I received a call this morning from Ed Lopez, the owner of PriceRitePhoto. We spoke at length and he told me that the activity that has resulted from my post on my experience with his business has most certainly impacted his business. Mr. Lopez told me that he was calling to apologize and that Mr. Philips was going to be terminated at a company board meeting later on this morning. He confirmed to me that they do have the camera in question in stock and although I am not interested in purchasing it from them at this point indicated that he would sell it for me at the advertised price. Subsequently Ed sent me the following email:
“On behalf of Priceritephoto I would like to sincerely apologize for the negative experience that you have experienced with our company. As a company this is not representative of the way we treat our customers. If there is anything that we can do at this point to rectify the situation, please let me know. We have tens of thousands of happy customers who have purchased form us in the past and it is our commitment to give our customers the best value when dealing with us. We are doing a comprehensive review of our company’s procedures to ensure that something like this never occurs. We have also terminated Mr. Philips from his position with our company.”
Although I do not believe my “Steve Philips experience” was an isolated case by this merchant (and certainly the other testimonials suggest that this is in fact more of a common practice by them), my own personal view is that any retaliation towards this vendor should be channeled through legitimate and legal channels. Although some of the crank phone calls are actually pretty funny I think that it is better to take the high road in this case and to use legitimate resources where they exist, whether reporting them to the comparison pricing services or contacting the Attorney General (as I have done) or reporting them to people like the Better Business Bureau.
I think that the popularity of this story comes in large part because the message resonates so strongly with all of us. Although in a sense it is the classic tale of David and Goliath retold, it is much more than this. We all have at one point or another in our lives been bullied and most of us have been defrauded or ripped off. The fact that so many times in the past there was nothing we could do about it makes us feel all that much better about the fact that in today’s internet and blogosphere we actually CAN do something about it.

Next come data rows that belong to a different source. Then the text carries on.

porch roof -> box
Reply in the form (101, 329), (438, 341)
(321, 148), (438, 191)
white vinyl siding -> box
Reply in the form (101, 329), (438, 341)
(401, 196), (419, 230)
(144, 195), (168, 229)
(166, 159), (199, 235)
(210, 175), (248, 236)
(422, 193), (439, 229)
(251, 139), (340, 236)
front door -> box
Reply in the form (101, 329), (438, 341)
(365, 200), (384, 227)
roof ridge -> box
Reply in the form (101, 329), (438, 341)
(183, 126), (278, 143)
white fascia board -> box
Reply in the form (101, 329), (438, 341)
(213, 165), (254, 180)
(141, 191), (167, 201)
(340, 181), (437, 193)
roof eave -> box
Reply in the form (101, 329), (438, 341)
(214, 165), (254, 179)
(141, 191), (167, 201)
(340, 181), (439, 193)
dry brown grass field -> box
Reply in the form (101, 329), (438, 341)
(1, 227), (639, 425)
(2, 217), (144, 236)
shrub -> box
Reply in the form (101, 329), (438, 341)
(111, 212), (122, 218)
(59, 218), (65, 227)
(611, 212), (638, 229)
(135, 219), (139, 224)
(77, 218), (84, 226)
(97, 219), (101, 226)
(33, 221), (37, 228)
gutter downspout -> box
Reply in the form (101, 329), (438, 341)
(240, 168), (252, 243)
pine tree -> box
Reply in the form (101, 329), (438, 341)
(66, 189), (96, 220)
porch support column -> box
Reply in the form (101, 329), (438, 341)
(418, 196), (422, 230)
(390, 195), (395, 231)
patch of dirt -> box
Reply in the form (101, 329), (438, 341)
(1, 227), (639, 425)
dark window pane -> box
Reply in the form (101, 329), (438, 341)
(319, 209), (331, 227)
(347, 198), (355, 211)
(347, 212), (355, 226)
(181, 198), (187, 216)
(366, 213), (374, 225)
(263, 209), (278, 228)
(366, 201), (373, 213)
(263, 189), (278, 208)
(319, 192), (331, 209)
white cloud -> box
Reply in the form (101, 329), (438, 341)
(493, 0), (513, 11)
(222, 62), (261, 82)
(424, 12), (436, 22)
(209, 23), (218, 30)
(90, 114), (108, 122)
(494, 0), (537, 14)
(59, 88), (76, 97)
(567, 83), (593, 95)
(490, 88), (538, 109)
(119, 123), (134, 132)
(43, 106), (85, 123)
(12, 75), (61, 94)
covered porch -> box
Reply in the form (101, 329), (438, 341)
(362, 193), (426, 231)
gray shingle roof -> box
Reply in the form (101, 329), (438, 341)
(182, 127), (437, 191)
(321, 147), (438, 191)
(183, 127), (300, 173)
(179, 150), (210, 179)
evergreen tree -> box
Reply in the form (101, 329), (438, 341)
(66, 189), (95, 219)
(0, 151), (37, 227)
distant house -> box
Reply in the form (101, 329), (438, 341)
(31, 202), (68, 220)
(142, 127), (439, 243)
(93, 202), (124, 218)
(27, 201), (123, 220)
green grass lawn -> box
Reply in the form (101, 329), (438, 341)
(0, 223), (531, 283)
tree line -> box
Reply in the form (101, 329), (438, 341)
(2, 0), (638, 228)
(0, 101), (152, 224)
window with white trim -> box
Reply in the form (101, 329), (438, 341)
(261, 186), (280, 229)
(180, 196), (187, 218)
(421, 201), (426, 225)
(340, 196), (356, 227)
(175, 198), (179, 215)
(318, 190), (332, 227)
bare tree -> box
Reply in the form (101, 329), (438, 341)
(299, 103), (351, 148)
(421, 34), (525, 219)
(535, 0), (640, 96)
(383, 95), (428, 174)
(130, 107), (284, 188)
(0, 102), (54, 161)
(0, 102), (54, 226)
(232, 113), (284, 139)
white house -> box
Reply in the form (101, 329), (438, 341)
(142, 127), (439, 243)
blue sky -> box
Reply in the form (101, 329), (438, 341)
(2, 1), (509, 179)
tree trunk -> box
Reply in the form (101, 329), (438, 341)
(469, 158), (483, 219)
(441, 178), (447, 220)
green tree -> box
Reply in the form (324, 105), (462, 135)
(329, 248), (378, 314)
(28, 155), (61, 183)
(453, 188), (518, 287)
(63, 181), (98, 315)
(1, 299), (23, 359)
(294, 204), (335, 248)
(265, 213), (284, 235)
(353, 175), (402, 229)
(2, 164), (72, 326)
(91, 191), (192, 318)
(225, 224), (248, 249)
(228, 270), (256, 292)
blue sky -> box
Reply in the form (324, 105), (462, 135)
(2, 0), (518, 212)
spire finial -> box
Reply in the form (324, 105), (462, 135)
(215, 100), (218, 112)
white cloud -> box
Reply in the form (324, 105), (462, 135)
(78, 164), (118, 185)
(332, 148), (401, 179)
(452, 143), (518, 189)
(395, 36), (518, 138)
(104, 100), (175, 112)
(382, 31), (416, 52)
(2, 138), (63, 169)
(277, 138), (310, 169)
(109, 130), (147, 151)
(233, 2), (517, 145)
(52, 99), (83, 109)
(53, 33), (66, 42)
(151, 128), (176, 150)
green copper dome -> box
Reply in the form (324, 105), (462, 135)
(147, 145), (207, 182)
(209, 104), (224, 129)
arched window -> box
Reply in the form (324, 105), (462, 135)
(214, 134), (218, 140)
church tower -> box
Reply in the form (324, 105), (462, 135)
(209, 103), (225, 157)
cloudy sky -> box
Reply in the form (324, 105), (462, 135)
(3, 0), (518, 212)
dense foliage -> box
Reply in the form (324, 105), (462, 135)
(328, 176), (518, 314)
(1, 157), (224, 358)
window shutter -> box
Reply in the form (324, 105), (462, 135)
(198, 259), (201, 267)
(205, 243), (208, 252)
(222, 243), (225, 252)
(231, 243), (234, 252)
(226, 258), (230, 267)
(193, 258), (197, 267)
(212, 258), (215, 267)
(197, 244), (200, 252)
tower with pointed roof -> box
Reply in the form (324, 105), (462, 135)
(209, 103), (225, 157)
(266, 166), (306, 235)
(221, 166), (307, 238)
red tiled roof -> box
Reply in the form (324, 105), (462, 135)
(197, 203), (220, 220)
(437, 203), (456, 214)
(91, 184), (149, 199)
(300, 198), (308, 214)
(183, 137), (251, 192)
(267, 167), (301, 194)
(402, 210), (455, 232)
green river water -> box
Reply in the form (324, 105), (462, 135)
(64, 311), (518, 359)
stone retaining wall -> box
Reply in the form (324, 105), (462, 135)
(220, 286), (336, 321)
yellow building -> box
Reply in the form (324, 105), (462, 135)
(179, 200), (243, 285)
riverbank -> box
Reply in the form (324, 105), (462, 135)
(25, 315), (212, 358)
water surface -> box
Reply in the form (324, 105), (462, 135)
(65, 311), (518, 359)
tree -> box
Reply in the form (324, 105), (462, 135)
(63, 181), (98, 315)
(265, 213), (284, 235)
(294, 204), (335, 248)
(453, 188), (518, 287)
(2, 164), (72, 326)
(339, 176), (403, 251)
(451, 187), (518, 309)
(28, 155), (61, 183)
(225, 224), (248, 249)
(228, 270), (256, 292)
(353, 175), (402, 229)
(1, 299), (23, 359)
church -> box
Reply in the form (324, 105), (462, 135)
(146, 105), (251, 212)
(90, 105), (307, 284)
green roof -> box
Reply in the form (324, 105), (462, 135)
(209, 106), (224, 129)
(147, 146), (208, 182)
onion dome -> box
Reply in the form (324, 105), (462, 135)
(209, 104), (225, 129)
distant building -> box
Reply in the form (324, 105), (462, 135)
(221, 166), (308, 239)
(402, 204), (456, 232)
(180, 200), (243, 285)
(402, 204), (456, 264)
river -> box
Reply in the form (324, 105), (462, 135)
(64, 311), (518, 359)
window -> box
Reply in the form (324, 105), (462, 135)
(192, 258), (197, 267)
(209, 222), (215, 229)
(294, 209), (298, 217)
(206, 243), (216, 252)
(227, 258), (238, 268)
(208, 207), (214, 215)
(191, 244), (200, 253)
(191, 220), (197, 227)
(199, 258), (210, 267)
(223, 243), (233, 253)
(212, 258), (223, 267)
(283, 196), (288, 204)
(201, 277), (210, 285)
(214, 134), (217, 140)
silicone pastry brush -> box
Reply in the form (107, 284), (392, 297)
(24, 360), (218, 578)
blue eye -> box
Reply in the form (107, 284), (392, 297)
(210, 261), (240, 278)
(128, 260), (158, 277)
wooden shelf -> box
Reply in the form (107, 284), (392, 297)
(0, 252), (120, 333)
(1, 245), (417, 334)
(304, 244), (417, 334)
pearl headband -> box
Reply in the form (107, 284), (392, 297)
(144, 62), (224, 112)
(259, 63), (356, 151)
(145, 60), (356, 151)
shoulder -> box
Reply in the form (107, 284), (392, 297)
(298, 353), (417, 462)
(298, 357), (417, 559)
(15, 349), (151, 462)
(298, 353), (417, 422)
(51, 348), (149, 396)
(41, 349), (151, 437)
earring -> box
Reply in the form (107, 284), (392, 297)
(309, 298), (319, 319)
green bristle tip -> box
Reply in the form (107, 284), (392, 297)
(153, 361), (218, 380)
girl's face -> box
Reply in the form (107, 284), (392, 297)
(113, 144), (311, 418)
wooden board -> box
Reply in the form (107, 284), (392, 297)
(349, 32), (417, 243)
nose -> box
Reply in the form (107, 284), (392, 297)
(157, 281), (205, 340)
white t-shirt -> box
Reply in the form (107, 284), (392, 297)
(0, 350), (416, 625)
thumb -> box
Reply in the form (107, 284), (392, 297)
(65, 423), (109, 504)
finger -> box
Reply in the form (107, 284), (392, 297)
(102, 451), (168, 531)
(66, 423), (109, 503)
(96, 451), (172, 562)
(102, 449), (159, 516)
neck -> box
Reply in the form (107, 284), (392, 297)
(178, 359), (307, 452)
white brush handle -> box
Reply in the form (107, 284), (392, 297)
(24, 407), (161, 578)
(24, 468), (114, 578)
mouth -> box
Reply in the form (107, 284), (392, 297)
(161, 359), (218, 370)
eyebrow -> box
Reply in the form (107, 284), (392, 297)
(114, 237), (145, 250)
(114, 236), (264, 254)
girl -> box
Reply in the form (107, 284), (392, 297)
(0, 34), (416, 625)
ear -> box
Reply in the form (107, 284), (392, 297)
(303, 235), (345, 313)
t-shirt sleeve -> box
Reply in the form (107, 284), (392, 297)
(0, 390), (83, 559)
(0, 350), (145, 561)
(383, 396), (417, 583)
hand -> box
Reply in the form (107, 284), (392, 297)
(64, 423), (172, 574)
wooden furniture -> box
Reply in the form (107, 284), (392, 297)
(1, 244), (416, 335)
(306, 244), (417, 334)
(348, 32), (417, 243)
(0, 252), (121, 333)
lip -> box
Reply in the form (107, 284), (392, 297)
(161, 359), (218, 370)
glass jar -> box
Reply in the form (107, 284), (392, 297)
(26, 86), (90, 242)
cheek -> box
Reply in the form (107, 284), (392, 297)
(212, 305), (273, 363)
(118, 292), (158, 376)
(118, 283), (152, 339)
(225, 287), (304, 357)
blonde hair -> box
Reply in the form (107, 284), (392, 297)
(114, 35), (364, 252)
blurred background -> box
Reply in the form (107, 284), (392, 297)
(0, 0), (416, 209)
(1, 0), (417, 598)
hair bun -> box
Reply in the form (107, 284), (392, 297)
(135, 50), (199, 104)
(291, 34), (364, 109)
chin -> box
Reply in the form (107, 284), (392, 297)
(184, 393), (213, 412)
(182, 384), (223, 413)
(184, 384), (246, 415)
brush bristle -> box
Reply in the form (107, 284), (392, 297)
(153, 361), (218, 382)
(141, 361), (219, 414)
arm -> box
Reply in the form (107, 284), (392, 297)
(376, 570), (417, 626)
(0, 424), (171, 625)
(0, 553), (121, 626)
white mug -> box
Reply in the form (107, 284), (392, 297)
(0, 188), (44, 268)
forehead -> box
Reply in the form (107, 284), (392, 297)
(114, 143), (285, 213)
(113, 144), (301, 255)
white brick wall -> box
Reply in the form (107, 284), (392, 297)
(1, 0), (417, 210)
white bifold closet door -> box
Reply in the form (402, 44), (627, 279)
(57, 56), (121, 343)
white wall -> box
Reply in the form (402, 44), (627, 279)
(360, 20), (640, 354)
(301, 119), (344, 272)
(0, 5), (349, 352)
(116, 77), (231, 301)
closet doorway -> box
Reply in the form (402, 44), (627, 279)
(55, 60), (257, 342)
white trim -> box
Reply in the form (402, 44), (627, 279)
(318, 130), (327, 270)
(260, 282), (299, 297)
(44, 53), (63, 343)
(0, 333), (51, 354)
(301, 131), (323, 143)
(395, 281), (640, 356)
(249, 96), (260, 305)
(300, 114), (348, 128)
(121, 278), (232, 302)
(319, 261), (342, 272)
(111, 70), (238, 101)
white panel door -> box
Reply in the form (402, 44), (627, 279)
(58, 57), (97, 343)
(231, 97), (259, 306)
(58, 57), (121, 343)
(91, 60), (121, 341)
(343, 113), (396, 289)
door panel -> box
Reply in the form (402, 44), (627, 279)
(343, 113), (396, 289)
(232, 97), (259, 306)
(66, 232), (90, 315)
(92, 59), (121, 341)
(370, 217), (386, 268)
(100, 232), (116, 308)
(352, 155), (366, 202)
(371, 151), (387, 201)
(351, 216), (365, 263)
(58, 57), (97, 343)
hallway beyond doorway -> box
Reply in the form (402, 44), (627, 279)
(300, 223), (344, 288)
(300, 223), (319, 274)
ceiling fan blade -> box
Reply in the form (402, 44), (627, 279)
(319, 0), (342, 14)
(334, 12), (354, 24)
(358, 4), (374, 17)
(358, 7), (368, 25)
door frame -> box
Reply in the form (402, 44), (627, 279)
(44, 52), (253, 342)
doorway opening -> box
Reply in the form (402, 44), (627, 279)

It is tremendously empowering for all of us to be able to turn the powerlessness that we felt in the past into justice in todays’ blogosphere through the help of things like Digg and Slashdot and Boing Boing. And although every rip off does not receive this level of attention, I believe this story in a greater sense is representative of perhaps thousands of rip off experiences that we have all suffered in the past and been able to do nothing about – some directly with this vendor, some directly with New York based camera vendors like this one, and some with just fraudulent internet businesses wherever they happen to be located. Because we in the past have had to live with the bitterness of our own personal frauds, our feelings towards the popularity of this story is that much stronger – as is our desire to retaliate.
This being said, I again would encourage everyone to take the high road with respect to this vendor. I believe that the power of this story and the ultimate outcome, whatever that may be, will carry much more weight if as a public we handle things responsibly and do not resort to illegal tactics or harassment. Although there is a sense that we all must feel that these folks have gotten what they deserved, I think it would be a far greater legacy for this story to have if change takes place in legal and legitimate channels.
I cannot speak to the sincerity of Ed Lopez. He has sent me an apology letter and I feel it appropriate to print it. His motivation very well may be legitimate — or it could also be the only possible avenue Mr. Lopez has left to try to salvage his business at this point.
Out of all of this, hopefully more than anything, this story will serve as a reminder to shady businesses everywhere that in the end fraud and abusive behavior towards customers does not pay. Perhaps I’m being overly idealistic here and perhaps this incident is the smallest possible blip in the greater world of internet fraud — but one thing I do know is that the power of the consumer is growing. And in a new world today with tools like blogs and Slashdot and Digg the consumer is empowered in great ways that they never have been in the past.